A funny, fresh, and brilliantly insightful collection of stories from a beloved writer, with a new introduction by Francine Prose
Johanna Kaplan's beautifully written stories first burst on the literary scene in the late 1960s and early 1970s. Today they have retained all of their depth, surprise, and humor-their simultaneously scathing, hilarious, and compassionate insight into character and behavior. From Miriam, home from school with the measles, to Louise, the daughter of a family that fled Vienna for the Dominican Republic, to Naomi, a young psychiatrist, her heroines are fierce, tender, funny, and cuttingly smart.

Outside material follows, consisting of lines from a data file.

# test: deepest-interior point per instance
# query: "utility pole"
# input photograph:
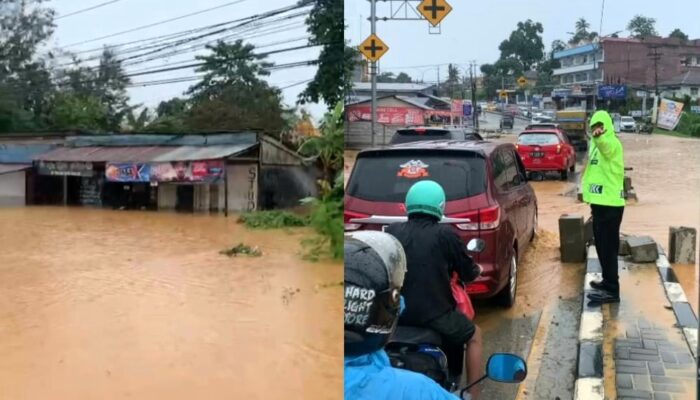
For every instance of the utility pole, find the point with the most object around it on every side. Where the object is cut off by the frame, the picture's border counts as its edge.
(373, 70)
(656, 56)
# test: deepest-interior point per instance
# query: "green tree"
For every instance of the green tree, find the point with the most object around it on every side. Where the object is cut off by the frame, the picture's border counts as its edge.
(524, 44)
(138, 122)
(642, 27)
(72, 111)
(336, 61)
(329, 147)
(677, 33)
(24, 26)
(232, 94)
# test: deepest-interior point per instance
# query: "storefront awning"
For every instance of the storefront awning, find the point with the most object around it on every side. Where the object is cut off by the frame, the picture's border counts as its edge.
(9, 168)
(143, 153)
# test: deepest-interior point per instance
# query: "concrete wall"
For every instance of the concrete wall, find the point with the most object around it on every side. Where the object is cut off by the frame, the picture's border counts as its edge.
(242, 187)
(296, 183)
(167, 196)
(13, 189)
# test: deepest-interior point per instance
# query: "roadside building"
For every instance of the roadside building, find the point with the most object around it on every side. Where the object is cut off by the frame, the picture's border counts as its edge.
(228, 172)
(17, 178)
(685, 84)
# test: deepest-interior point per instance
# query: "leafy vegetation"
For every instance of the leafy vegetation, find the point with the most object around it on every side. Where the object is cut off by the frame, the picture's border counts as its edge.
(243, 249)
(272, 219)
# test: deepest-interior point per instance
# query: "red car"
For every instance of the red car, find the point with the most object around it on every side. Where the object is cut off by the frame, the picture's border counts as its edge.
(547, 150)
(488, 197)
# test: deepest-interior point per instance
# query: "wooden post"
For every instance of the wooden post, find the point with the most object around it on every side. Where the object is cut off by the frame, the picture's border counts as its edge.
(225, 188)
(65, 190)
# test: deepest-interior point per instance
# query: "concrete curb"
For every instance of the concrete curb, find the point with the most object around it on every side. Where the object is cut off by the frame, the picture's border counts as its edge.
(685, 316)
(589, 381)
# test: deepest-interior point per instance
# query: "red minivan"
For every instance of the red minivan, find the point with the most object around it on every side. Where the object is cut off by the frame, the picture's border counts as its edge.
(488, 197)
(545, 150)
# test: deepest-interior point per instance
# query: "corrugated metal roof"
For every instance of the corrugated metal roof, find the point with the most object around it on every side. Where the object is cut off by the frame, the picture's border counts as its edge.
(163, 140)
(143, 153)
(22, 153)
(8, 168)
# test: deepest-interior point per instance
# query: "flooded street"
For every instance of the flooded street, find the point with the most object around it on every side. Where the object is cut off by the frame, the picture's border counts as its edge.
(543, 325)
(138, 305)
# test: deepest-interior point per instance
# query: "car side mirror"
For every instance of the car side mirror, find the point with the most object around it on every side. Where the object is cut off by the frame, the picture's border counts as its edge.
(476, 245)
(506, 368)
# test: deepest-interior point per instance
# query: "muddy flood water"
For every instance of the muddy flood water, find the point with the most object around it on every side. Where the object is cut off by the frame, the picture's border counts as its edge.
(99, 304)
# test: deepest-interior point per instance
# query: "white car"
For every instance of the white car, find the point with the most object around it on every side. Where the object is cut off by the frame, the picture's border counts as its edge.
(627, 124)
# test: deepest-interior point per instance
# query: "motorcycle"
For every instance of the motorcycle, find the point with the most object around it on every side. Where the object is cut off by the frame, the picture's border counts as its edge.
(422, 350)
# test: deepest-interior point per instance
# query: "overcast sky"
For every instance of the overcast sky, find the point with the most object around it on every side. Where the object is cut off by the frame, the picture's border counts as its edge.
(474, 29)
(126, 14)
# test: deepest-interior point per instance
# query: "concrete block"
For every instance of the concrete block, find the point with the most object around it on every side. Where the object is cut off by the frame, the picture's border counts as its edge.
(624, 249)
(681, 247)
(571, 239)
(588, 230)
(643, 249)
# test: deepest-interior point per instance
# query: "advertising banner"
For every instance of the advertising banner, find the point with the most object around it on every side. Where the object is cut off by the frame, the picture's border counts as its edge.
(386, 115)
(669, 114)
(120, 172)
(181, 171)
(612, 92)
(65, 168)
(194, 171)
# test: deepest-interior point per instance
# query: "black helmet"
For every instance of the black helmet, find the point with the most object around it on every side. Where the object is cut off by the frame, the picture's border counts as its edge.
(375, 265)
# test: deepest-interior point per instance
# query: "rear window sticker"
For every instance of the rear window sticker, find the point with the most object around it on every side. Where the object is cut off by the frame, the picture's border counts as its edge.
(413, 169)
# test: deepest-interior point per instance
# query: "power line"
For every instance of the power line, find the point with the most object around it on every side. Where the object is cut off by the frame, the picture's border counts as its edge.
(86, 9)
(138, 28)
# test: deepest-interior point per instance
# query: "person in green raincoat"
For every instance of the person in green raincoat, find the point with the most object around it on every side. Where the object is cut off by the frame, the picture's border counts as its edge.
(602, 187)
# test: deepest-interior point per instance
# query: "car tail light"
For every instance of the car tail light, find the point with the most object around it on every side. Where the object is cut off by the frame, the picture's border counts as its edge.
(476, 288)
(351, 226)
(485, 218)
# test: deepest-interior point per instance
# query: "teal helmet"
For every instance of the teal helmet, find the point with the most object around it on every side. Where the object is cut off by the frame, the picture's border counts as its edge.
(426, 197)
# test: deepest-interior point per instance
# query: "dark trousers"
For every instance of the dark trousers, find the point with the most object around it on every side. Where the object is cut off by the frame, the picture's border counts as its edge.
(606, 233)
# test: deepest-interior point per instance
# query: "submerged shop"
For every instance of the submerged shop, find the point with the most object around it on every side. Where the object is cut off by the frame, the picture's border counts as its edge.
(215, 173)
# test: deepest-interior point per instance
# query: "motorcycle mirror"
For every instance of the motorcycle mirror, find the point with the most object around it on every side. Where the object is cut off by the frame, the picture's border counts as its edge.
(506, 368)
(476, 245)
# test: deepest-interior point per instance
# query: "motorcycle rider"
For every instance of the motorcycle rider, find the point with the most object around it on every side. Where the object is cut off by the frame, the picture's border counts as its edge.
(375, 265)
(433, 252)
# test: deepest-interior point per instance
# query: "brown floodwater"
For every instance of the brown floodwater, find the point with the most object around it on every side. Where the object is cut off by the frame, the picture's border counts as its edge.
(98, 304)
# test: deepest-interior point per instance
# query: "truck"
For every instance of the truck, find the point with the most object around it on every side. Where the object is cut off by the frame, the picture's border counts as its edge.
(573, 122)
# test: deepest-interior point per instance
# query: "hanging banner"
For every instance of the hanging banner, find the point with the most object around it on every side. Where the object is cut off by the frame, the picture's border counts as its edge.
(65, 168)
(121, 172)
(612, 92)
(186, 171)
(669, 114)
(386, 115)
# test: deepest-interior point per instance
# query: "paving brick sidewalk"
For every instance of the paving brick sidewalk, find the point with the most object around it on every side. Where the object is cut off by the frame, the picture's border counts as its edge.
(649, 366)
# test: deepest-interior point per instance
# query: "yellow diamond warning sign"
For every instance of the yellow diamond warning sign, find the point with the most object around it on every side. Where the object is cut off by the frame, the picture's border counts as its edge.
(373, 48)
(434, 10)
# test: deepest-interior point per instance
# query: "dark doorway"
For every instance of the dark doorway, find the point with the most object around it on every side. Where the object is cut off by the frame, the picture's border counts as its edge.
(185, 198)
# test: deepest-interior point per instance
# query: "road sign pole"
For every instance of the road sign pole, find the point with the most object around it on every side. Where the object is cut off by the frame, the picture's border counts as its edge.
(373, 69)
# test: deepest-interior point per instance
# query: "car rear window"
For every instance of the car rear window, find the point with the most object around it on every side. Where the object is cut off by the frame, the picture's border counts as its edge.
(538, 138)
(387, 176)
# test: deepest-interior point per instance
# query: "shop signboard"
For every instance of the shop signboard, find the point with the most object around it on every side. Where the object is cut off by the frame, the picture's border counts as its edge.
(60, 168)
(669, 114)
(209, 171)
(188, 171)
(128, 172)
(612, 92)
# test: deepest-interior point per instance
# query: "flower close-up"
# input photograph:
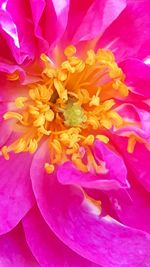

At once specific to a particular period, place, and milieu-mainly, Jewish New York in the decades after World War II-Kaplan's stories resonate with universal significance. In this new collection, which includes both early and later stories, unforgettably vivid characters are captured in all of their forceful presence and singularity, their foolishness and their wisdom, their venality and their nobility, while, hovering in the background, the inexorable passage of time and the unending pull of memory render silent judgment.
In its pitch-perfect command of dialogue matched with interwoven subtleties of insight and feeling and a masterful control of language, Loss of Memory Is Only Temporary is itself a timeless collection of the finest work by one of the most extraordinary talents of our age.